- Leader: Margot Soria Saravia
- Founded: 9 August 2007
- Ideology: Green politics
- Political position: Centre-left
- International affiliation: Global Greens
- Chamber of Deputies: 0 / 130
- Senate: 0 / 36

Website
- Official website

= Green Party of Bolivia =

Political party in Bolivia

The Green Party of Bolivia (PVB, Partido Verde de Bolivia) is a political party in Bolivia, which has a green political orientation. Founded in 2007, it participated in the 2014 general elections, in opposition to the reigning President Evo Morales and the Movement for Socialism. The party is a member of the Global Greens, an international network of green parties, and an observer of the Federation of the Green Parties of the Americas, a regional network of the same.

==History==
The Partido Verde de Bolivia was founded on 9 August 2007, after a few years of work in that direction. The newly formed party joined the Global Greens in 2008, attending the alliance's Second World Congress that year in São Paulo, Brazil.

Between 24 and 27 November 2013 the party hosted the annual meeting of the Global Greens Coordination (GGC) in the Bolivian capital of La Paz.

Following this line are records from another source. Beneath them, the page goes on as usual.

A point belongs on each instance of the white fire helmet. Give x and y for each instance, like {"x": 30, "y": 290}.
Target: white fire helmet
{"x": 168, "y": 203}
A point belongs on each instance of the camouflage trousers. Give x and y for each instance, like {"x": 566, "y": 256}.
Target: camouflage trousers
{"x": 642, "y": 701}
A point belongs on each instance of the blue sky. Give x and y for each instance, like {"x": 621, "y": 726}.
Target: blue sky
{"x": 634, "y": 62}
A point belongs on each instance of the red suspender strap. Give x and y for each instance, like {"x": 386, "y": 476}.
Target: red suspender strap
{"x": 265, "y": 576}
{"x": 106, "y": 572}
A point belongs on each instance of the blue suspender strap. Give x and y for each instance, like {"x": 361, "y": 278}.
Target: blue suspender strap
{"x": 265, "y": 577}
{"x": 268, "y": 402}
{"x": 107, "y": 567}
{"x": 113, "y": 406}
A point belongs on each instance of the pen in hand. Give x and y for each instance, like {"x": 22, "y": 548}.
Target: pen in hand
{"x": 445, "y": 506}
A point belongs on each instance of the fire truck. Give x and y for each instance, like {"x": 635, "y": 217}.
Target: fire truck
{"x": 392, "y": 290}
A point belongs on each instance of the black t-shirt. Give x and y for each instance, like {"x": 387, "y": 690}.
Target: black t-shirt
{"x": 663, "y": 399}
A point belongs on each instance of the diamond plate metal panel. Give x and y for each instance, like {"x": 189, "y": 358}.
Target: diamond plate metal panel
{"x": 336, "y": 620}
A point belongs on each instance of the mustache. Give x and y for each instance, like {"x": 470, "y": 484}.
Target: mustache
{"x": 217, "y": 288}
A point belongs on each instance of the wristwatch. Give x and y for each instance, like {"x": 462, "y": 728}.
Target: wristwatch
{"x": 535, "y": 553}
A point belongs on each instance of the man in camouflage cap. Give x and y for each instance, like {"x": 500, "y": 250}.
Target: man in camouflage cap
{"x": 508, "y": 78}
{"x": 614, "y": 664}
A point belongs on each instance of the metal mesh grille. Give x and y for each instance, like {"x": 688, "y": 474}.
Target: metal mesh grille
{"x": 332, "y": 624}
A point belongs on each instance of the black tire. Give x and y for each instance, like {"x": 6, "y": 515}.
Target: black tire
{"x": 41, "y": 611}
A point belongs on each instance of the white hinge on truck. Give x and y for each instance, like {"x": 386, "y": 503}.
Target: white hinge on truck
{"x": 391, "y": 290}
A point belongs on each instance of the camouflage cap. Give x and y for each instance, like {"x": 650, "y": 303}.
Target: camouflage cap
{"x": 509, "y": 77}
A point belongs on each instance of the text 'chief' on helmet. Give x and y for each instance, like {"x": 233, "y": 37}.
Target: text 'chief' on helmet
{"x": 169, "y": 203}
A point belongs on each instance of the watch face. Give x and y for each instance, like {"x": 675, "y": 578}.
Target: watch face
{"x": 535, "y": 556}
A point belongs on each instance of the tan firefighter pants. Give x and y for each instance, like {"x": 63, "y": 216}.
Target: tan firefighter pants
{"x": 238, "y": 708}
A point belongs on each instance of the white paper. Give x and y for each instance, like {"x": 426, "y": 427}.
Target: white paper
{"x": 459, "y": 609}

During this meeting, the PVB announced its intention to run jointly with the National Council of Ayllus and Markas of Qullasuyu for the October 2014 general elections the following year.

On June 26, 2014, the PVB finalized its election candidates. Fernando Vargas Mosua, leader of the indigenous communities of the Isiboro Sécure National Park and Indigenous Territory, was to be the party's candidate for president, while the party leader and founder Margot Soria Saravia took the role of vice presidential candidate. With 24,685 out of 27,403 polling stations having reported in the Green Party had gained 126,958 votes in the presidential elections, a total of 2.79%.